Credit: Rachel Perlmutter

I’ll be honest: I didn’t used to be the biggest fan of sweet potatoes. I didn’t dislike them, but it was almost never my first choice. However, that all changed when I found Rick Martinez’s recipe for roasted and raw vegetables with spicy tahini cream

Since then I almost always make sweet potatoes his way (and I make them way more often!). The process is different from most roasted sweet potato recipes you’ll find. You roast the potatoes whole, then tear them into large pieces, drizzle with oil, salt, and pepper, and return to the oven briefly at a high heat to concentrate the flavor, caramelize the top, and make the skins shatteringly crisp.
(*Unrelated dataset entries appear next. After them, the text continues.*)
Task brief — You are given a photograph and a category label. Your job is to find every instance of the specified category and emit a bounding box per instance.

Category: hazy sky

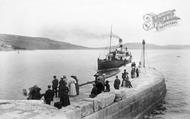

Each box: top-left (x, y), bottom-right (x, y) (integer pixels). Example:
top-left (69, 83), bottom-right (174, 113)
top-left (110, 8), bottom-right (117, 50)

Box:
top-left (0, 0), bottom-right (190, 47)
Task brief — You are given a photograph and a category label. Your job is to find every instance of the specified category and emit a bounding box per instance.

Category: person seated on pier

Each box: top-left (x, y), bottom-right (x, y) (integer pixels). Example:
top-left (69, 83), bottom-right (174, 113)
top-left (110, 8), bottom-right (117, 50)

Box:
top-left (114, 76), bottom-right (121, 89)
top-left (105, 80), bottom-right (110, 92)
top-left (44, 85), bottom-right (54, 105)
top-left (59, 80), bottom-right (70, 107)
top-left (121, 69), bottom-right (129, 87)
top-left (89, 83), bottom-right (98, 98)
top-left (96, 76), bottom-right (105, 94)
top-left (127, 80), bottom-right (133, 88)
top-left (52, 76), bottom-right (59, 97)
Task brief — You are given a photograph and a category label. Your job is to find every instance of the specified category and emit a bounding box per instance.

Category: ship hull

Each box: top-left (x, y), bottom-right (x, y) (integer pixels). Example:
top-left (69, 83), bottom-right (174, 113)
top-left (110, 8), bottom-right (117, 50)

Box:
top-left (98, 58), bottom-right (131, 70)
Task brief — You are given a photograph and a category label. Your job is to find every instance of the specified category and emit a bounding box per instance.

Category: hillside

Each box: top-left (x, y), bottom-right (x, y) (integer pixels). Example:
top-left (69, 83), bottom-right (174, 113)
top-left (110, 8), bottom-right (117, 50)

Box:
top-left (0, 34), bottom-right (190, 50)
top-left (0, 34), bottom-right (86, 50)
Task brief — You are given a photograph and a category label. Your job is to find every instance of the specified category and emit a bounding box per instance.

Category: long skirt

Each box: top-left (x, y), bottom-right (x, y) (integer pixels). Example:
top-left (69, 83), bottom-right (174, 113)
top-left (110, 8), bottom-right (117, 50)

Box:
top-left (60, 95), bottom-right (70, 107)
top-left (69, 83), bottom-right (77, 96)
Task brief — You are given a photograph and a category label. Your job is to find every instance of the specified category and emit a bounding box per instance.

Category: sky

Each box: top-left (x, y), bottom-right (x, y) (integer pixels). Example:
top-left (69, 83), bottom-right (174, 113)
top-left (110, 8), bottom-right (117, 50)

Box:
top-left (0, 0), bottom-right (190, 47)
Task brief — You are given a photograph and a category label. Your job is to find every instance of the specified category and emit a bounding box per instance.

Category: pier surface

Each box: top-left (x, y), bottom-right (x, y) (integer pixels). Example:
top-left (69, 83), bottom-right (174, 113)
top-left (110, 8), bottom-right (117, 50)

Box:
top-left (0, 67), bottom-right (166, 119)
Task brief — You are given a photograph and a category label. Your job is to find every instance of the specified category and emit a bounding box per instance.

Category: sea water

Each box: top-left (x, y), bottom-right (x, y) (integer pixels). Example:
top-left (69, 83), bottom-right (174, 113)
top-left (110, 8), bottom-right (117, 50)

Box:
top-left (0, 50), bottom-right (190, 119)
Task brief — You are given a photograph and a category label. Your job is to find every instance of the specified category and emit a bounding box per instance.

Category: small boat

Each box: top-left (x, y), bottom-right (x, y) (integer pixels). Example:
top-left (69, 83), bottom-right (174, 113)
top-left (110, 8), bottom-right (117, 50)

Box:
top-left (98, 29), bottom-right (132, 71)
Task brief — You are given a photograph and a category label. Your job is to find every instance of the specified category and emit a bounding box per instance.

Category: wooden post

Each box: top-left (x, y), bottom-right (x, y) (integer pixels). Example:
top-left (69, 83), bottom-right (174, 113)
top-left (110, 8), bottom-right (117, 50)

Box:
top-left (142, 40), bottom-right (145, 68)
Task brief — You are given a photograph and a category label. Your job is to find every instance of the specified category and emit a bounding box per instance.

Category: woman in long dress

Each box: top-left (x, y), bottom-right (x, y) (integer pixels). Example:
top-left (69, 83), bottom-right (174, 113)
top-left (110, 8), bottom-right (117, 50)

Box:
top-left (68, 78), bottom-right (77, 96)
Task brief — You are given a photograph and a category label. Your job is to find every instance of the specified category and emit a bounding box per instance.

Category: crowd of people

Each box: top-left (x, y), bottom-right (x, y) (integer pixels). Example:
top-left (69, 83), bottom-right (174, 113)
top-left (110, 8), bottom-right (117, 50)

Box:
top-left (23, 75), bottom-right (79, 107)
top-left (89, 62), bottom-right (140, 98)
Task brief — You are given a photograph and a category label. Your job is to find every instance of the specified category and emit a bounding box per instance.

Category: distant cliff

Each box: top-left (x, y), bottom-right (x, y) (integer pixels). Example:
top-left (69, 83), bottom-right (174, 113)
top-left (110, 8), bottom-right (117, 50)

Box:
top-left (0, 34), bottom-right (86, 50)
top-left (0, 34), bottom-right (190, 50)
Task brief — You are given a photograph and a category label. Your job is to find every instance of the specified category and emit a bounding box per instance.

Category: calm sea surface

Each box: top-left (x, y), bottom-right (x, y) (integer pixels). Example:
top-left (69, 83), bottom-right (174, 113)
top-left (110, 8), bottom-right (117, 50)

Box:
top-left (0, 50), bottom-right (190, 119)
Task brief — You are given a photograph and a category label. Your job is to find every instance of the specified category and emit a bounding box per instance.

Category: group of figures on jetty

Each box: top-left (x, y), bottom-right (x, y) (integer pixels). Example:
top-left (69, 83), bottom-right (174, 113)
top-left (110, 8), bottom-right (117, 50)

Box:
top-left (23, 62), bottom-right (140, 109)
top-left (23, 75), bottom-right (79, 108)
top-left (89, 62), bottom-right (141, 98)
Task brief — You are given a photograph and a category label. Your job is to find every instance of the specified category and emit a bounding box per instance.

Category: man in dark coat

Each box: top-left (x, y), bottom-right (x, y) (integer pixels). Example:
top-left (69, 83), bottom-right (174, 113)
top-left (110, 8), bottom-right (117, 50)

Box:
top-left (52, 76), bottom-right (59, 97)
top-left (71, 76), bottom-right (79, 95)
top-left (89, 84), bottom-right (98, 98)
top-left (136, 67), bottom-right (139, 77)
top-left (44, 85), bottom-right (54, 105)
top-left (114, 76), bottom-right (121, 89)
top-left (59, 83), bottom-right (70, 107)
top-left (105, 80), bottom-right (110, 92)
top-left (27, 85), bottom-right (43, 100)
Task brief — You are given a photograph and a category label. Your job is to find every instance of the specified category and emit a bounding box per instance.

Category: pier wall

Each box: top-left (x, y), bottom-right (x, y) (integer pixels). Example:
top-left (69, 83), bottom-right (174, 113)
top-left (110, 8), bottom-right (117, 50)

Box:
top-left (60, 69), bottom-right (166, 119)
top-left (0, 69), bottom-right (166, 119)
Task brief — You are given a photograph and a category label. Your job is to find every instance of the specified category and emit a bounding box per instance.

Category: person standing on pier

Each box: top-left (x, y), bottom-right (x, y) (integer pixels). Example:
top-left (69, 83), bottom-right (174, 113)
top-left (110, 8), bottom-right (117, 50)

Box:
top-left (121, 69), bottom-right (129, 87)
top-left (44, 85), bottom-right (54, 105)
top-left (105, 80), bottom-right (110, 92)
top-left (52, 76), bottom-right (59, 97)
top-left (89, 83), bottom-right (98, 98)
top-left (59, 80), bottom-right (70, 107)
top-left (71, 76), bottom-right (79, 95)
top-left (135, 67), bottom-right (139, 77)
top-left (68, 78), bottom-right (77, 96)
top-left (114, 76), bottom-right (121, 89)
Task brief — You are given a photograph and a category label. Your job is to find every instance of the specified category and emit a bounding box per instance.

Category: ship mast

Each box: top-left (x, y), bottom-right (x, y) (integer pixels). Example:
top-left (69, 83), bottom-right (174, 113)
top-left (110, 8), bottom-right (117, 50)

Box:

I love to layer them on a platter with sauce and toppings and then eat them like nachos. Do they taste like nachos? No, of course not. They taste like sweet potatoes — the best sweet potatoes of your life.

Credit: Rachel Perlmutter

How to Make the Sweet Potatoes

  • Roast the sweet potatoes. Roast your sweet potatoes at 350ºF until knife-tender (like, really tender).
  • Increase the oven temperature. Increase the oven heat to 475ºF. While the oven heats, line the baking sheet with parchment and rest the sweet potatoes until they are cool enough to handle.
  • Tear the sweet potatoes. Tear the sweet potatoes into rough 3-inch pieces. The uneven edges will aid in the crisping. Drizzle with olive oil and season with kosher salt and freshly ground black pepper.
  • Roast the sweet potatoes again. Roast until the sweet potatoes are browned in spots on top and the skin is crispy and a little charred, 20 to 30 minutes.
  • Add toppings and serve. Drizzle with the sauce and toppings of your choice. I love tahini sauce or ranch with fresh herbs and roasted nuts or seeds. Then serve them alongside the rest of your meal.
Credit: Rachel Perlmutter

Why It Works

The textural variety of the creamy sweet potato, lightly toasted top, and very crunchy skin makes them way more interesting. On a technical level, it also removes some of the water from the sweet potato, concentrating the flavor and texture. Caramelization uses the natural sweetness to your advantage, giving the sweet potato a deeper, richer flavor.